Au-delà des différences évidentes, de l’impact conjugué des
traditions peuls et de l’islam , nous avons tous été frappés
par le caractère universel du message profondément humaniste, c’est
un livre plein de sagesse quoique non exempt de cruauté que nous avons
découvert.
Amadou Hampaté Bâ commence par rappeler l’historique de l’empire
peul du Macina (appelé aussi Boucle du Niger) qui opposa sauvagement peuls
et toucouleurs ° avant de raconter son enfance dans les années 1920.
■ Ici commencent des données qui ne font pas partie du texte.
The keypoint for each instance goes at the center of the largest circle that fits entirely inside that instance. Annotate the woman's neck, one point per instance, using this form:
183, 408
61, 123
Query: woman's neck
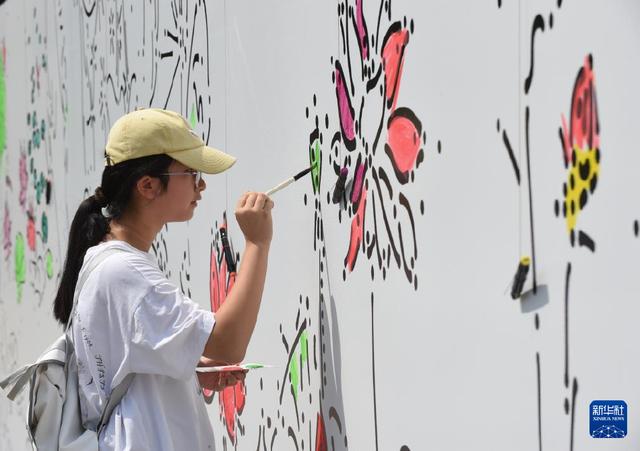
139, 234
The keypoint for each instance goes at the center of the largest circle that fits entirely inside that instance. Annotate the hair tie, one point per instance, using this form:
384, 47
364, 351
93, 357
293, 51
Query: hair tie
100, 197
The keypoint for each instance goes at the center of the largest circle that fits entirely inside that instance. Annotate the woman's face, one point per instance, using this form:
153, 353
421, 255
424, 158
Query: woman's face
180, 199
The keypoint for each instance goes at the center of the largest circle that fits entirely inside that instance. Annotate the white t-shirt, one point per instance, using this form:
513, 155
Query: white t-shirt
131, 319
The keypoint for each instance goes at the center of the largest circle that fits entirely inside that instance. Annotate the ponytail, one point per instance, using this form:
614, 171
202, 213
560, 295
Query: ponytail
88, 228
90, 225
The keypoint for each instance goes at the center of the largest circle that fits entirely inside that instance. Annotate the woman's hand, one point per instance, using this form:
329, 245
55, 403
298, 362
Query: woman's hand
253, 213
218, 381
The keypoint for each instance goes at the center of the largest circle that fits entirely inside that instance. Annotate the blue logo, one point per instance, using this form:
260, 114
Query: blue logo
608, 419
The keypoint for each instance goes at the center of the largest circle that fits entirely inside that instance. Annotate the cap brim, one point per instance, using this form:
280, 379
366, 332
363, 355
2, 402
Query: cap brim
205, 159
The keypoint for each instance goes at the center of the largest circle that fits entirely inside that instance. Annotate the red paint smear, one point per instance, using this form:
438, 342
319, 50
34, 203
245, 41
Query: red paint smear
357, 226
393, 59
232, 399
321, 435
403, 141
361, 30
31, 233
584, 131
357, 184
345, 110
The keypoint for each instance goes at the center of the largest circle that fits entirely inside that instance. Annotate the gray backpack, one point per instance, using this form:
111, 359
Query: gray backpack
54, 421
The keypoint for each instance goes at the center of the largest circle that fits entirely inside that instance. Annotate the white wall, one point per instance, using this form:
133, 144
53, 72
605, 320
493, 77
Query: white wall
449, 362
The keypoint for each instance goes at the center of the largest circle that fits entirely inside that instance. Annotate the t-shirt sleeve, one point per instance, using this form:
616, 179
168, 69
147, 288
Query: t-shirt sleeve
169, 333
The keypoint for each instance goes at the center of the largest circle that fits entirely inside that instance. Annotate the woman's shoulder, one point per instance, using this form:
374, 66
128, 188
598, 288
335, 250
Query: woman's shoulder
124, 262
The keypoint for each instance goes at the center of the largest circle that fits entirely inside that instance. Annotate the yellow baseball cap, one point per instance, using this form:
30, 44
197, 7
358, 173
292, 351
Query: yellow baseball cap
153, 131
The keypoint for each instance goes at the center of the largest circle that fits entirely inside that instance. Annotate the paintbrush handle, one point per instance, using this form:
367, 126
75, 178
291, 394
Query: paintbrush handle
282, 185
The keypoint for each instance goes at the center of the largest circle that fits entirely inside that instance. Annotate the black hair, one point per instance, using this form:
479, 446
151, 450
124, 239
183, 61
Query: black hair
90, 225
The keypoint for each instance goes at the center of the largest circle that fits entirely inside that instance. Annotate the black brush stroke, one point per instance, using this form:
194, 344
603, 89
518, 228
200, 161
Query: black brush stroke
538, 23
574, 394
373, 370
586, 241
512, 156
533, 246
303, 327
566, 324
539, 403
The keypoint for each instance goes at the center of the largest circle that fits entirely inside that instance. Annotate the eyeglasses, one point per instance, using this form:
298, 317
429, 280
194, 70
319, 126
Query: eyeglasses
197, 176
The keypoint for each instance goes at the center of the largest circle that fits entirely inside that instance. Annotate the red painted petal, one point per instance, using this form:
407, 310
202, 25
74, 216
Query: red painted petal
227, 401
345, 109
357, 227
403, 142
393, 47
358, 181
585, 129
240, 396
321, 435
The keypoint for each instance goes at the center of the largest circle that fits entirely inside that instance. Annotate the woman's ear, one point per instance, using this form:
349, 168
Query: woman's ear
149, 187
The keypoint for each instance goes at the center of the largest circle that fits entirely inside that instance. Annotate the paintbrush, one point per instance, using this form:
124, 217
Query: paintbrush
289, 181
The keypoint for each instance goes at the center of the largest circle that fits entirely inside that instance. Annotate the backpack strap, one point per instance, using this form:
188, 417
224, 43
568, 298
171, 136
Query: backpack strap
57, 352
102, 256
116, 396
119, 390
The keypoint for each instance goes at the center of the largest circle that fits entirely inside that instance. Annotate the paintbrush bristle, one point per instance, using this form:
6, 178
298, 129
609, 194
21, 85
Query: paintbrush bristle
302, 173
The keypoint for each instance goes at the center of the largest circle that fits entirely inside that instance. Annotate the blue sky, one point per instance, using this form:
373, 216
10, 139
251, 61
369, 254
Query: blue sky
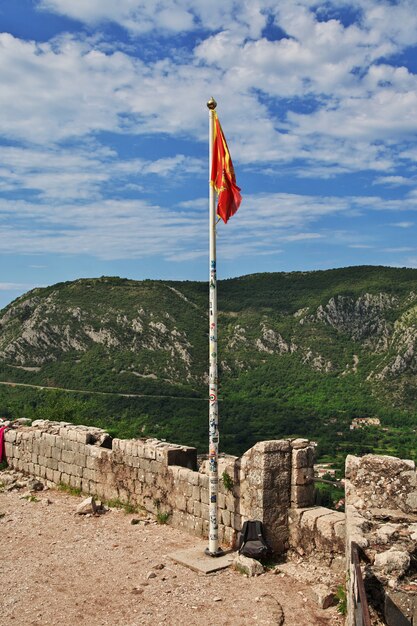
103, 136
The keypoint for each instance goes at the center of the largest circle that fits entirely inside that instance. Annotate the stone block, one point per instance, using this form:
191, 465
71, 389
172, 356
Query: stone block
53, 463
89, 474
75, 481
10, 436
50, 440
56, 453
91, 462
65, 478
149, 451
225, 517
302, 495
80, 459
203, 480
68, 456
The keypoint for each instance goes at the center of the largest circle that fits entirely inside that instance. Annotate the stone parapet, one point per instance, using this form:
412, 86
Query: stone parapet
381, 518
317, 530
263, 484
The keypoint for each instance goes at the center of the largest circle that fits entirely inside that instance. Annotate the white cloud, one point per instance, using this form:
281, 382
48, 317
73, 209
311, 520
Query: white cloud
361, 111
79, 172
403, 224
14, 286
393, 181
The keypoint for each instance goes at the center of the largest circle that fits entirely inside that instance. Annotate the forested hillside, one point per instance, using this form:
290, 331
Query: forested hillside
300, 353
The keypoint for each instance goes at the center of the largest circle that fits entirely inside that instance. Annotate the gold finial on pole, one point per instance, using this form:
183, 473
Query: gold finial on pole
211, 104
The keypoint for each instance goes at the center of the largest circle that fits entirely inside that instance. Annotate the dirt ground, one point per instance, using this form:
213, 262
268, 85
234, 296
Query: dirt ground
59, 568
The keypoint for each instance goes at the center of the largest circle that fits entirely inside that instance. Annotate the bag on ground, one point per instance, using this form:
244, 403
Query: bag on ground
251, 540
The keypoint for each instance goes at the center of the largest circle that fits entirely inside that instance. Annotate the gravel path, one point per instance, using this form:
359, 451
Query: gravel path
58, 568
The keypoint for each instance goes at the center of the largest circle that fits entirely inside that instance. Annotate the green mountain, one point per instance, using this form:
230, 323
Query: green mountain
301, 353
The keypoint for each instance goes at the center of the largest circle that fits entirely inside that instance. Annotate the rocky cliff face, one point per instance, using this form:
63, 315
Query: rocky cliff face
157, 330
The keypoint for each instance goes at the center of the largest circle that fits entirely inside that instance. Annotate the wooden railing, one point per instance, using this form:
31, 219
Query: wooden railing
360, 603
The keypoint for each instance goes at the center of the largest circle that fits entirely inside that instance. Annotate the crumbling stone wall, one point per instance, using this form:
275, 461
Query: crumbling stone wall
381, 518
266, 481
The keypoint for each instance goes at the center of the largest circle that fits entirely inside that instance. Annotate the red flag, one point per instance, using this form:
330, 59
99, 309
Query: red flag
223, 176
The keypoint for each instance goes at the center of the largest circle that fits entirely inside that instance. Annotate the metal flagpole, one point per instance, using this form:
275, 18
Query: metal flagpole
213, 547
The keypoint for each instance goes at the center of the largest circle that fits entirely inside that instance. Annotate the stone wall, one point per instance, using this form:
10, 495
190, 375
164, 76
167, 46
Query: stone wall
266, 482
381, 518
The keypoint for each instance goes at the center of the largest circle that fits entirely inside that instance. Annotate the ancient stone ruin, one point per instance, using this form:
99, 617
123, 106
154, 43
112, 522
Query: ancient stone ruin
272, 482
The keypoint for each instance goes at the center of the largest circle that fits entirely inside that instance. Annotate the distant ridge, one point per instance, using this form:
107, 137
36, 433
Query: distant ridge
297, 349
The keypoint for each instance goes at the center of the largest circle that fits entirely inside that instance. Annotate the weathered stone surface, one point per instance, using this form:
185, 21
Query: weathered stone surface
392, 560
379, 508
299, 443
381, 482
245, 565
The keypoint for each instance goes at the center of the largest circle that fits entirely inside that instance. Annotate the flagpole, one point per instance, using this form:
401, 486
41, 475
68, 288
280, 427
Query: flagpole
213, 547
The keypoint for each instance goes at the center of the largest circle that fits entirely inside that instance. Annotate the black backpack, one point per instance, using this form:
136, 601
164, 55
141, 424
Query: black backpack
251, 540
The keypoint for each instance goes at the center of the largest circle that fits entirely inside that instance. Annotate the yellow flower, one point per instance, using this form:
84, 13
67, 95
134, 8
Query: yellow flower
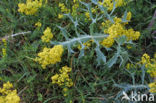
8, 95
47, 35
38, 24
50, 56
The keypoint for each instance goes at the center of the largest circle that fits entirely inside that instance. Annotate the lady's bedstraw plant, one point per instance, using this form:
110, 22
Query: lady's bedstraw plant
113, 29
4, 48
31, 6
8, 95
63, 80
150, 65
50, 56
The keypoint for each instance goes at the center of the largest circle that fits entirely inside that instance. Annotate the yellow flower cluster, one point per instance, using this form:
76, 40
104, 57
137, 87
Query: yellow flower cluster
74, 8
50, 56
7, 95
47, 35
30, 7
152, 87
86, 44
117, 29
109, 3
5, 46
63, 79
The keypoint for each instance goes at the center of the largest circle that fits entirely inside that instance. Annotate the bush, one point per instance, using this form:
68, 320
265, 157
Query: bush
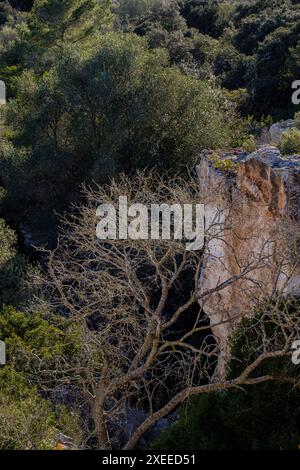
290, 142
297, 120
85, 121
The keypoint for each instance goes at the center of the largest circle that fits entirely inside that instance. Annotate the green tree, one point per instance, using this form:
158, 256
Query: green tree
30, 419
122, 107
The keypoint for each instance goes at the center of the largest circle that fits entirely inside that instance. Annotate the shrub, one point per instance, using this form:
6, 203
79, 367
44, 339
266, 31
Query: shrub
290, 142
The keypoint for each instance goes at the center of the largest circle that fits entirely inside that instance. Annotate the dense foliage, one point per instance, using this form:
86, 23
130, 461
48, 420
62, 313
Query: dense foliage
96, 88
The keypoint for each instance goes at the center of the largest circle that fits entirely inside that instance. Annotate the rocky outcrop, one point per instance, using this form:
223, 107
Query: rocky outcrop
276, 130
252, 217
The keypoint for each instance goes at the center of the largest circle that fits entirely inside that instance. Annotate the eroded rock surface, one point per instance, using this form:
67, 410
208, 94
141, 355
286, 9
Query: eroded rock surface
252, 218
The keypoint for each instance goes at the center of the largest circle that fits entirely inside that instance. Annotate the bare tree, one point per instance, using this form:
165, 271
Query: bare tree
145, 342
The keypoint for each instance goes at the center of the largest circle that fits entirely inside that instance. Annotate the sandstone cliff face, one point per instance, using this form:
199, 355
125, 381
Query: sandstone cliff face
252, 217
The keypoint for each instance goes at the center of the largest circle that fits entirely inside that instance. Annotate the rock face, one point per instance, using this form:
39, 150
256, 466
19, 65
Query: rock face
252, 216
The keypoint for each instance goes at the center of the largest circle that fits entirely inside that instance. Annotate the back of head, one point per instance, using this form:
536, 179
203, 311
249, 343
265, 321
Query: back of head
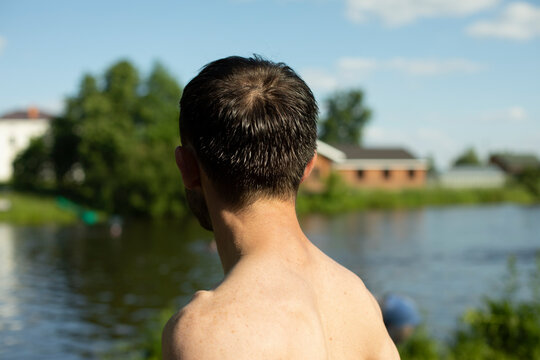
252, 126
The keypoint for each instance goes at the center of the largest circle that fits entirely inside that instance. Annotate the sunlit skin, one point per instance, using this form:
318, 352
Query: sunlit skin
281, 298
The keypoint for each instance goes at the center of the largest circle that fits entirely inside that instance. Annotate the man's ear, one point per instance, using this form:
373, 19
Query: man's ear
309, 167
189, 167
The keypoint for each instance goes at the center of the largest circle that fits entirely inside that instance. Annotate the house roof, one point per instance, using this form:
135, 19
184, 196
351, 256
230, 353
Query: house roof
30, 113
515, 162
357, 152
356, 157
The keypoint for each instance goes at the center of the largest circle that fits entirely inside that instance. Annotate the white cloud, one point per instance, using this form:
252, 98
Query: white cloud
350, 70
319, 80
434, 66
2, 44
518, 21
357, 64
513, 114
401, 12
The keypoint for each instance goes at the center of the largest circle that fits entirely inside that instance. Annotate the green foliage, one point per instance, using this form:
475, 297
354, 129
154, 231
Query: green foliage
530, 179
345, 118
469, 157
113, 147
338, 197
504, 328
29, 209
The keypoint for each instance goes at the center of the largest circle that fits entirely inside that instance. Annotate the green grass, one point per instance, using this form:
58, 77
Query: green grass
31, 209
342, 199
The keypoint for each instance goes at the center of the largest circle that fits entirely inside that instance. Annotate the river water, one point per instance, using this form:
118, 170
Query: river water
77, 293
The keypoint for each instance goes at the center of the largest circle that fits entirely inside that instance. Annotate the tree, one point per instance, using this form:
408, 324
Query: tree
346, 116
468, 157
113, 146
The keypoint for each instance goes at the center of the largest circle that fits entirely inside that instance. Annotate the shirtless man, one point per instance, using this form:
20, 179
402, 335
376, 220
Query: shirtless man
248, 129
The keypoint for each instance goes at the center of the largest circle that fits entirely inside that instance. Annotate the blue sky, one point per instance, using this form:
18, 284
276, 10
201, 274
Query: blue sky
440, 75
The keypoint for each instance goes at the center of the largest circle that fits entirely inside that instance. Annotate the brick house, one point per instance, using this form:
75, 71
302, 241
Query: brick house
386, 168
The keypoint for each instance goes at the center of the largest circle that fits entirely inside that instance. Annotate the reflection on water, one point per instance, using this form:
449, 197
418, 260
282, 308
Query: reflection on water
76, 292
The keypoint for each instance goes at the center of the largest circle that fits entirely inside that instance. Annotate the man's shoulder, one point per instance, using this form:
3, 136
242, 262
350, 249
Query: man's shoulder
187, 327
211, 327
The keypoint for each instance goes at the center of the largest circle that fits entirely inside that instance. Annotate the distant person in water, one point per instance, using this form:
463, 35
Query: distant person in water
248, 128
401, 317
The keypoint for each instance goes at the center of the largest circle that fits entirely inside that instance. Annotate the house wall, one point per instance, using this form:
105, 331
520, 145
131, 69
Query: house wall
371, 178
375, 178
15, 135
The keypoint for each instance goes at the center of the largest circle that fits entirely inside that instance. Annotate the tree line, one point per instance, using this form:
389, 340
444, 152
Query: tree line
112, 146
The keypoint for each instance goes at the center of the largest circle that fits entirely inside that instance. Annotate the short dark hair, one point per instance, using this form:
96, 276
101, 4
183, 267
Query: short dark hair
252, 124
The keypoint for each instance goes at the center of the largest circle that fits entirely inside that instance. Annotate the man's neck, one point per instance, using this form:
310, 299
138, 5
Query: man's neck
268, 226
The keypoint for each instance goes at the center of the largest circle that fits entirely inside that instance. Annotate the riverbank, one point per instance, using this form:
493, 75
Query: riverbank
36, 209
340, 199
32, 209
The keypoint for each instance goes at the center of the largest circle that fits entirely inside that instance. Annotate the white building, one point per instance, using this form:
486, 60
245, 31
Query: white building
16, 130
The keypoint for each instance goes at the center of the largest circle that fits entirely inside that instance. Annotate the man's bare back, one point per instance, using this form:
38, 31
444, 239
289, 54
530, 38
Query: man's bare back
249, 129
300, 307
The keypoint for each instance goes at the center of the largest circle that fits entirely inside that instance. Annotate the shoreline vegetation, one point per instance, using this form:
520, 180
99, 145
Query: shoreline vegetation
34, 208
333, 202
29, 208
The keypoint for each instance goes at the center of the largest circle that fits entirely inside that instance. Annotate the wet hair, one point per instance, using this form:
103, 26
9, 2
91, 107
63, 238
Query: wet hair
252, 124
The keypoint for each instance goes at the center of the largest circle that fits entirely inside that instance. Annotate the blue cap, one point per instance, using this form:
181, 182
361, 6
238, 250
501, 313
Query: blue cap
399, 311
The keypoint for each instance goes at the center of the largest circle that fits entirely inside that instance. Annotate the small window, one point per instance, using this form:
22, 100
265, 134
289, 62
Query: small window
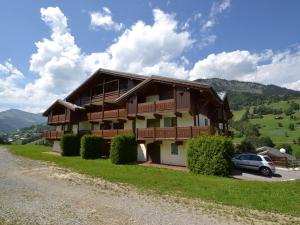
205, 122
153, 123
170, 122
174, 149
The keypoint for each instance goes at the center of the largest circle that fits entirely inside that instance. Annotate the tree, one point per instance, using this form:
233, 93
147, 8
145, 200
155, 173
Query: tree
288, 148
245, 116
292, 126
289, 111
2, 141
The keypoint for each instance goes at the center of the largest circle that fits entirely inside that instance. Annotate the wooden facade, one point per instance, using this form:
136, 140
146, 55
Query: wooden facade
114, 102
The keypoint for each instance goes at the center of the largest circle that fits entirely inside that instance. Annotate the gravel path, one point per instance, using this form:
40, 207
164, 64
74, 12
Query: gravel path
33, 192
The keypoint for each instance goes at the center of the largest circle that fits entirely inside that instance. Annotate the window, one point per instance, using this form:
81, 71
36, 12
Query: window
174, 149
153, 123
205, 122
255, 158
170, 122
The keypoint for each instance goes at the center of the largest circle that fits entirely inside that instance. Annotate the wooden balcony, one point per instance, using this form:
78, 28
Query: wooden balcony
53, 135
109, 134
58, 119
171, 133
98, 99
158, 106
108, 115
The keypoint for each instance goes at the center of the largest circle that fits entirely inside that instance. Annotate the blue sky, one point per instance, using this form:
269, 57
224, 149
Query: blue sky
47, 48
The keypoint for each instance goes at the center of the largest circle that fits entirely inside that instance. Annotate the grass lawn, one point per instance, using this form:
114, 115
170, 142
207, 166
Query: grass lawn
281, 197
270, 127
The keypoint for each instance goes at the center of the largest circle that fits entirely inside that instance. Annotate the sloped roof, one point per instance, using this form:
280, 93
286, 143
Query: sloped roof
275, 152
107, 72
64, 103
189, 84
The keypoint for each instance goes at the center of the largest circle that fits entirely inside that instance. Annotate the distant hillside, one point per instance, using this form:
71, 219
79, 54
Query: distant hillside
14, 119
243, 94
Peul issu de deux lignées opposées, né au Mali à Biandagara,
capitale du pays dogon, l’auteur a traversé le siècle (il
est mort en 1991) en luttant pour la survie de traditions orales. Il livre dans
ce roman-mémoire une vision de l’intérieur, unique et exceptionnelle
de l’Afrique de l’ouest.
Certains d’entre nous ont souligné qu’il s’agit d’un
conte à écouter plutôt qu’à lire.
Car la tradition peul est essentiellement orale. Pourtant , après un démarrage
un peu lourd, une mise en scène de tous les personnages aux noms complexes
ne facilitant pas la compréhension , la fluidité du texte est venue
au bout de quelques pages et chacun se laisse bercer par la musique des mots
dans une langue riche et savoureuse. On apprend ainsi que les femmes ont le droit
de dire à une de leur rivale « je te divorce » du mari commun,
s’autorisant ainsi à rompre le lien du mariage. Parmi les plus beaux
portraits : Kadidja, la mère d’Amadou, femme généreuse
au grand cœur mais aussi courageuse et téméraire, à l’esprit
très commerçant, Tidjani, beau-père d’Amadou, ayant
le sens de l’honneur « devant le blanc, je ne peux accuser le Chef
(le Roi) », et fut comparé à Cyrano de Bergerac face à son
procès . Quand le juge qui lui demande de jurer de dire la vérité,
il s’insurge « Je suis un Musulman, tu oses prétendre que
je peux ne pas dire la vérité, c’est impossible et puisque
c’est ainsi je ne parlerais plus ».
L’auteur aborde les rapports avec le colon, l’homme blanc sur un
ton humoristique et drôle puisque les colons ont prétendu qu’ils étaient
incultes , eh bien, soit. L’ambivalence de l’auteur, hésitant
entre résistance et accommodation a été soulignée
: tout en admettant l’apport positif de la colonisation, par le biais du
français, langue commune rapprochant tous les peuples dispersés,
l’auteur développe une vision critique, rappelant le rôle
de la guerre de 14 18 qui a permis aux peuples colonisés de comprendre
que les blancs ne sont pas si courageux . C’est à cette date qu’il
situe la fin du prestige de l’homme blanc et le début d’une
résistance devenue possible et envisageable pour l’obtention de
l’indépendance.
Les discussions ont aussi porté sur l’éducation des enfants
soumis à la fois à une discipline sévère et pourtant
confrontés très jeunes à devenir responsables et autonomes
, sur la coexistence entre un islam pacifiste et tolérant et des traditions
peuls transmises de façon initiatique par les anciens , sur l’esprit
de connivence et de solidarité , la communauté des jeunes garçons
protecteurs des communautés de filles (les valentines), la cohabitation
de l’école coranique et école française.
Pour ceux qui souhaitent continuer à découvrir le parcours de Amadou,
la suite est racontée dans
«
Oui mon commandant »
°(Le nom des toucouleurs de l’arabe tekrou, n’a rien à voir
avec la couleur et désigne un mélange d’ethnies : peuls,
dogons, wolofs, soninkés unis par la langue commune, le peul
L’auteur souligne que la pure tradition peule religieuse et initiatique
s’est perpétuée chez les seuls peuls pasteurs de « haute
brousse » , pratiquant l’élevage . « Un Peul sans
troupeau est un prince sans couronne » dit l’adage.